The C$^{14}$N/C$^{15}$N Ratio in Diffuse Molecular Clouds

TL;DR

This study reports the first detection of C$^{15}$N in diffuse molecular clouds, providing a new measurement of the nitrogen isotope ratio in the local interstellar medium using archival spectral data.

Contribution

It presents the first detection and measurement of C$^{15}$N in diffuse clouds, establishing a baseline for nitrogen isotope ratios in the local interstellar medium.

Findings

C$^{15}$N detected at >4σ in three lines of sight.

Mean C$^{14}$N/C$^{15}$N ratio is 274±18.

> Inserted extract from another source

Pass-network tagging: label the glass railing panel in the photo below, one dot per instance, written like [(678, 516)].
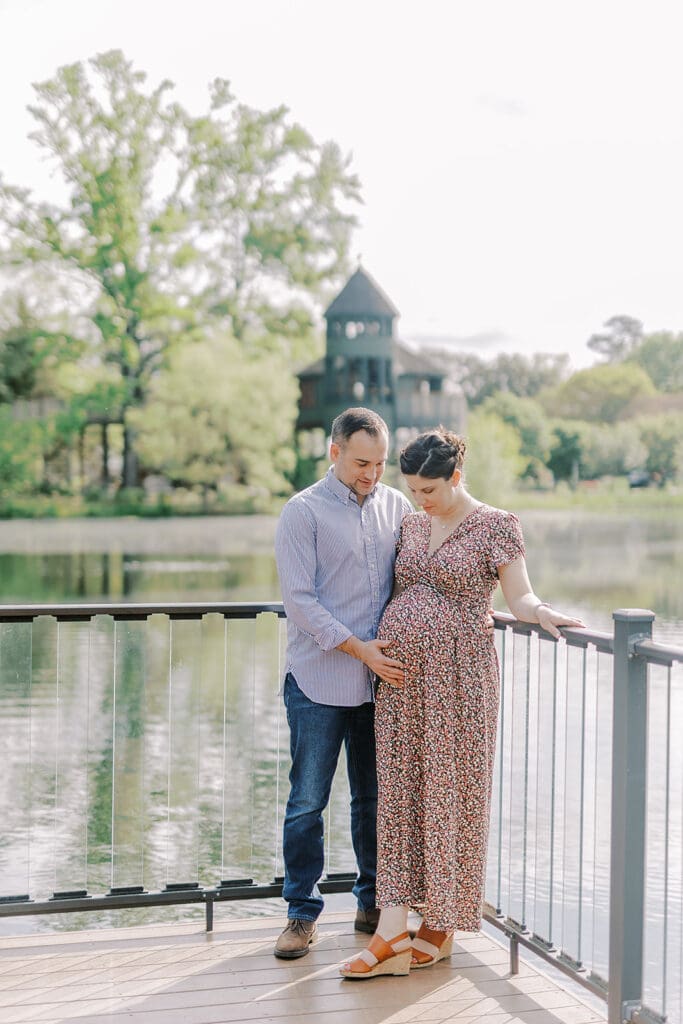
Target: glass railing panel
[(545, 876), (129, 753), (15, 778), (266, 710), (664, 918), (44, 731), (597, 890)]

Results consistent with previous millimeter-wave observations.

Abstract

We report the first detection of C$^{15}$N in diffuse molecular gas from a detailed examination of CN absorption lines in archival VLT/UVES spectra of stars probing local diffuse clouds. Absorption from the C$^{15}$N isotopologue is confidently detected (at $\gtrsim4\sigma$) in three out of the four directions studied and appears as a very weak feature between the main $^{12}$CN and $^{13}$CN absorption components. Column densities for each CN isotopologue are determined through profile fitting, after accounting for weak additional line-of-sight components of $^{12}$CN, which are seen in the absorption profiles of CH and CH$^+$ as well. The weighted mean value of C$^{14}$N/C$^{15}$N for the three sight lines with detections of C$^{15}$N is $274\pm18$. Since the diffuse molecular clouds toward our target stars have relatively high gas kinetic temperatures and relatively low visual extinctions, their C$^{14}$N/C$^{15}$N ratios should not be affected by chemical fractionation. The mean C$^{14}$N/C$^{15}$N ratio that we obtain should therefore be representative of the ambient $^{14}$N/$^{15}$N ratio in the local interstellar medium. Indeed, our mean value agrees well with that derived from millimeter-wave observations of CN, HCN, and HNC in local molecular clouds.